Yelp Menu from Photo
Purpose
Given a restaurant on Yelp, return its menu transcribed from the menu photos that users and the business have uploaded — section headers, item names, descriptions, and prices. This is the photo-based menu (the "Menu" photo category on the business's photo page), not Yelp's separate structured /menu/ page (which most restaurants don't have). The skill clears Yelp's DataDome anti-bot wall in a verified browser session, enumerates the menu-category photo IDs, pulls each full-resolution image directly from Yelp's CDN, and reads the image with vision. Read-only — it never writes reviews, uploads, or claims a business.
When to Use
- "What's on the menu / what are the prices at {restaurant} on Yelp?" when the restaurant has no structured Yelp menu but diners have photographed the physical menu.
- Extracting dishes + prices from a steakhouse / cafe / bar whose menu only exists as photographed paper menus.
- Building a menu dataset from Yelp photo galleries.
- Any flow that needs menu content and is willing to OCR/vision-read photographed menus rather than a machine-readable feed.
Workflow
The optimal method is hybrid. A verified browser session is mandatory to clear Yelp's DataDome challenge and load the photo grid (the only place the menu-photo IDs are listed). But the full-resolution images themselves live on s3-media*.fl.yelpcdn.com, which is not behind DataDome (HTTP 200 directly) — so once you have the photo IDs, retrieving and OCR'ing the images is a plain fetch + vision step.

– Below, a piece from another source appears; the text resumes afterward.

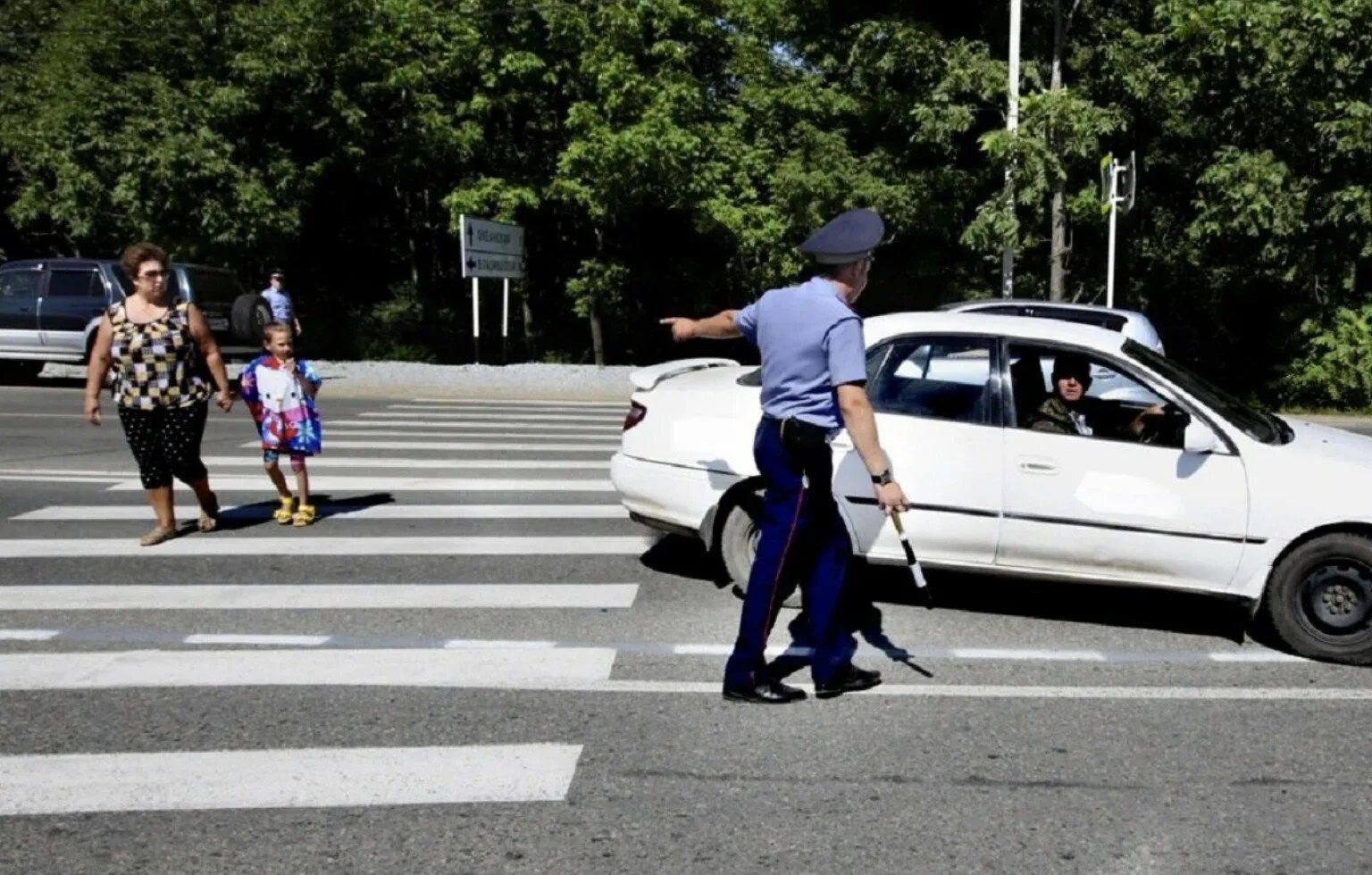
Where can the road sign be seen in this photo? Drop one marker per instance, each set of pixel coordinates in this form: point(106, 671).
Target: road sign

Lead with the browser to clear the wall and enumerate IDs; pull the pixels from the CDN.
-
Create a verified session with captcha solving.
sid=$(browse cloud sessions create --keep-alive --verified --solve-captchas \ | node -e "let s='';process.stdin.on('data',c=>s+=c).on('end',()=>process.stdout.write(JSON.parse(s).id))") export BROWSE_SESSION="$sid"--verified --solve-captchasis what gets you past DataDome. (--proxiesdoes nothing useful here unless your account actually has residential proxies provisioned — see Gotchas.) -
Open the business page and clear DataDome.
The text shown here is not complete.